Group Created with Sketch.
Volume 20 No. 46


Notre Dame kicked off its football season Sept. 2, showcasing the $400 million stadium upgrades.
Shortly before Notre Dame kicked off its season against Temple, the sellout crowd of 77,622 shifted its attention to the new video board at the south end of Notre Dame Stadium. The big screen took fans inside the home locker room for a tight shot of Coach Brian Kelly leading the team prayer before the Fighting Irish walked down a cramped stairwell and slapped the iconic “Play Like a Champion Today” sign on their way to the field.

The prayer and the walk past the sign have been pregame rituals for decades in South Bend. But on Sept. 2, the first home football game after a massive stadium renovation, fans in attendance viewed those images live for the first time.

The board is just one piece of the $400 million facelift at the 87-year-old facility, one of the last FBS stadiums to install one.

The improvements dramatically shift what had been a neo-traditional game-day experience, where the Notre Dame marching band provided most of the entertainment for 80,000 fans sitting on wood bench seats.
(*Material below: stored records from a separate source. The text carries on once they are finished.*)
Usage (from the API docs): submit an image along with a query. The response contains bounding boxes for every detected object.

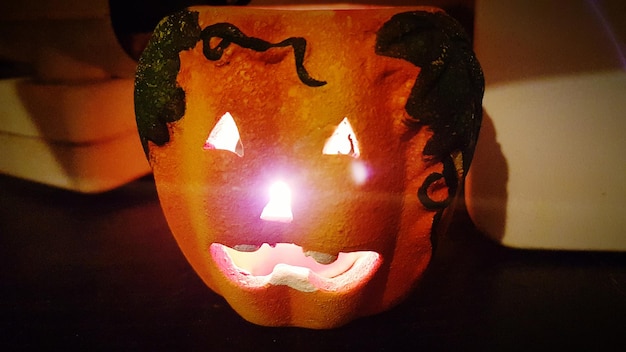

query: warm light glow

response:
[204,112,243,156]
[350,160,369,186]
[210,243,382,292]
[322,117,361,158]
[261,181,293,222]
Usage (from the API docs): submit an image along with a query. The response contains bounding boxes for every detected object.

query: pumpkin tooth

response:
[233,244,260,252]
[304,251,337,264]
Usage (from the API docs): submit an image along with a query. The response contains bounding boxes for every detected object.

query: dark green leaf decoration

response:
[375,11,485,172]
[135,11,201,155]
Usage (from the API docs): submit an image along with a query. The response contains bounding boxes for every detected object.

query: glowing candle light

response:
[261,181,293,223]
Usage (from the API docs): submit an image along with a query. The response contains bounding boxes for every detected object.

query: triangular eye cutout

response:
[204,112,243,157]
[322,117,361,158]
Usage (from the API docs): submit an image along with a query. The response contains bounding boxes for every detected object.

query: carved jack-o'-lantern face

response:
[135,7,483,328]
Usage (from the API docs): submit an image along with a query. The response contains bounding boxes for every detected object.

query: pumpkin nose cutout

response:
[261,181,293,223]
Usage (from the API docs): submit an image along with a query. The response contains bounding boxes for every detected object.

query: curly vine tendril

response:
[200,23,326,87]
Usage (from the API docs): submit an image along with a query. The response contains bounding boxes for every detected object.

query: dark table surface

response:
[0,176,626,351]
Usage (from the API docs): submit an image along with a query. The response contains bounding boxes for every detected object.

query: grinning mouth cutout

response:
[210,243,382,292]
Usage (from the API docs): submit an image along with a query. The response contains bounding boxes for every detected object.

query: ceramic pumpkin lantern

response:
[135,7,483,328]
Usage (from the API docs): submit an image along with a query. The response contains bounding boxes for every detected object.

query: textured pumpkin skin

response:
[136,7,482,328]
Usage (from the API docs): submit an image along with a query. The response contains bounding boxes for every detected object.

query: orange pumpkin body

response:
[136,7,482,328]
Now, it’s much more. The video board, the premium-seat additions, new and wider metal bench seats in the seating bowl, the rethemed concourses documenting the history of Fighting Irish football and robust connectivity upgrades bring the stadium up to par with much newer college facilities.
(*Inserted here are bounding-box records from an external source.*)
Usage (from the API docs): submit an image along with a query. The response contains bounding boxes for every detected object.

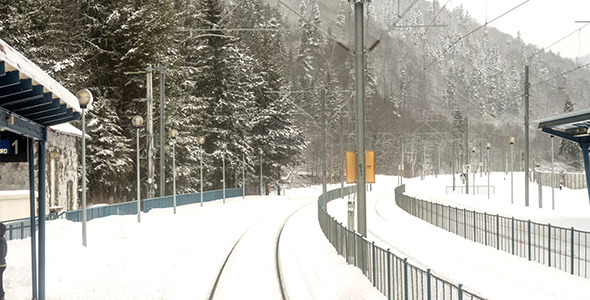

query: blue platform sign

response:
[0,131,28,163]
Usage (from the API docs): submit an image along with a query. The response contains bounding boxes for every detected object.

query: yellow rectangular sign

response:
[346,151,356,183]
[346,151,375,183]
[365,151,375,183]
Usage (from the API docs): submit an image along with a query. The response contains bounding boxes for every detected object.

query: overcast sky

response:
[444,0,590,59]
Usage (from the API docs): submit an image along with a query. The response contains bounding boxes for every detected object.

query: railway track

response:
[208,199,310,300]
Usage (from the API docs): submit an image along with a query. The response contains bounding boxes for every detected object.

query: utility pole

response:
[451,139,455,192]
[351,0,367,237]
[420,142,426,180]
[340,114,344,199]
[156,65,166,197]
[320,89,328,210]
[465,117,469,195]
[145,64,155,199]
[524,65,531,206]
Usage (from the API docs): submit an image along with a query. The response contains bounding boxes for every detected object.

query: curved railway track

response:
[208,203,310,300]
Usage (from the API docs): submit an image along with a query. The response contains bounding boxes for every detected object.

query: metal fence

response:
[395,186,590,278]
[318,186,484,300]
[4,189,242,240]
[446,185,496,195]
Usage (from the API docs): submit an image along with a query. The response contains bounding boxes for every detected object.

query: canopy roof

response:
[537,109,590,143]
[0,39,81,139]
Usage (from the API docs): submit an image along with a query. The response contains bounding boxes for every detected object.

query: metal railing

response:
[395,186,590,278]
[446,185,496,195]
[318,186,484,300]
[4,189,242,240]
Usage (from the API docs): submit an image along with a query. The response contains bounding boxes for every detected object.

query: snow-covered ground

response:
[4,187,384,300]
[410,172,590,231]
[329,173,590,299]
[4,173,590,300]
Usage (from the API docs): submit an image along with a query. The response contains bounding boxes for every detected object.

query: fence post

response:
[463,208,467,238]
[571,227,575,275]
[527,220,531,260]
[483,212,488,246]
[434,203,438,227]
[547,223,551,267]
[387,248,391,300]
[473,210,477,242]
[371,241,377,287]
[447,205,452,232]
[344,229,350,263]
[430,202,436,225]
[333,220,340,254]
[496,214,500,250]
[455,208,459,235]
[352,232,358,267]
[426,269,432,300]
[512,217,514,255]
[404,258,409,300]
[359,235,367,276]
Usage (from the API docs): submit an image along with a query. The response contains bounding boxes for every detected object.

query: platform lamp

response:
[131,115,143,223]
[221,143,227,203]
[198,137,205,207]
[486,143,492,199]
[258,149,264,196]
[242,147,246,199]
[169,129,178,214]
[76,89,93,247]
[508,136,514,204]
[471,147,481,195]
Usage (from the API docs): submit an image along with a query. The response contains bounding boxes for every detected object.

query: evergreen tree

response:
[79,0,174,201]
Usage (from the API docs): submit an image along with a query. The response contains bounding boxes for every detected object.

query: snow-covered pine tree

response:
[228,0,304,189]
[171,0,261,189]
[79,0,175,201]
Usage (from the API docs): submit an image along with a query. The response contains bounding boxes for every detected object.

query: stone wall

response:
[0,130,79,218]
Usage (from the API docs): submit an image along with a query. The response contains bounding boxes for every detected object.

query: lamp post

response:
[258,149,264,196]
[486,143,492,199]
[199,137,205,207]
[508,136,516,204]
[221,143,227,203]
[169,129,178,214]
[131,115,143,223]
[76,89,93,247]
[242,148,246,199]
[471,147,481,195]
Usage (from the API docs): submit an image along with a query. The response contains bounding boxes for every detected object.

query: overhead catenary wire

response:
[396,0,530,102]
[528,24,590,61]
[392,0,451,70]
[531,63,590,87]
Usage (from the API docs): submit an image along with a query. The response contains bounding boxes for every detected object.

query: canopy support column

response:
[580,143,590,205]
[38,128,47,300]
[27,138,37,300]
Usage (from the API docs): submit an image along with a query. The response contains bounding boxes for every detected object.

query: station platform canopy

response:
[537,109,590,205]
[0,39,81,300]
[0,39,81,140]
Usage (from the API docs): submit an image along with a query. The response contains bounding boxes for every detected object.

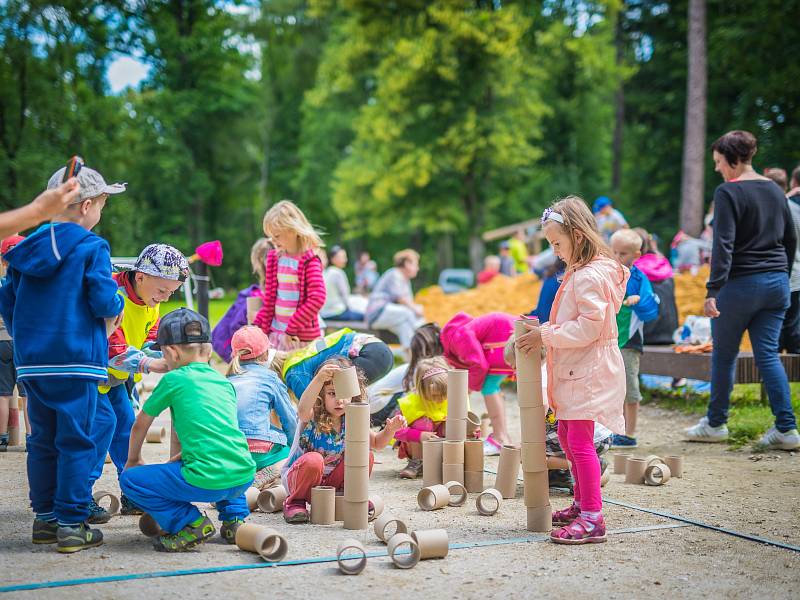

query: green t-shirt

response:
[142,363,256,490]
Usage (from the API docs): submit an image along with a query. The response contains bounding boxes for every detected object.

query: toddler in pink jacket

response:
[516,196,630,544]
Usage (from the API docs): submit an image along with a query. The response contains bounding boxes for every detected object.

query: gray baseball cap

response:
[47,167,128,204]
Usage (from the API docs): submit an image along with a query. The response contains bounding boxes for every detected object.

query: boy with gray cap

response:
[0,163,125,552]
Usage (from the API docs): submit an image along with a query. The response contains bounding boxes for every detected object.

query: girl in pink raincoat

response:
[516,196,630,544]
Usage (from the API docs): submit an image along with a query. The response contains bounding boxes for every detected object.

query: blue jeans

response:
[89,385,136,486]
[25,377,97,524]
[708,272,797,433]
[119,461,253,533]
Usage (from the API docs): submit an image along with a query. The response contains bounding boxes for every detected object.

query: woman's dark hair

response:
[711,129,758,167]
[403,323,444,392]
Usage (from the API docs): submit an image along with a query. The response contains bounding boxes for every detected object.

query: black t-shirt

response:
[706,179,797,298]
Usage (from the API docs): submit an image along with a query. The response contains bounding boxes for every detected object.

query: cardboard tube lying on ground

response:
[236,523,289,562]
[336,538,367,575]
[411,529,450,560]
[373,513,408,542]
[475,488,503,517]
[386,533,419,569]
[92,492,120,515]
[417,485,450,510]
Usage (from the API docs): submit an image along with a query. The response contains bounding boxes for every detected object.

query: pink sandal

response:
[550,515,608,544]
Patios have views of field, campus.
Improving the game-day experience for both the fans and the football program were part of the equation, but the project was critical for resolving other school needs connected to one of the most valuable pieces of campus real estate, Notre Dame Athletic Director Jack Swarbrick said.

“We had to address how to make [the stadium] more useful, given its location,” Swarbrick said.

The three new buildings attached to the stadium structure introduce premium seats for Notre Dame football, in addition to creating new classrooms, student recreational facilities, a digital media center, two music performance halls and a career services center.

Stately design, comfortable furnishings are highlights of the club areas.
The project is part stadium upgrade, part classroom additions.
The expansion touches virtually every Notre Dame student. For example, all psychology, anthropology and music education majors will attend classes at the expanded stadium after those programs moved their operations from elsewhere on campus, Swarbrick said.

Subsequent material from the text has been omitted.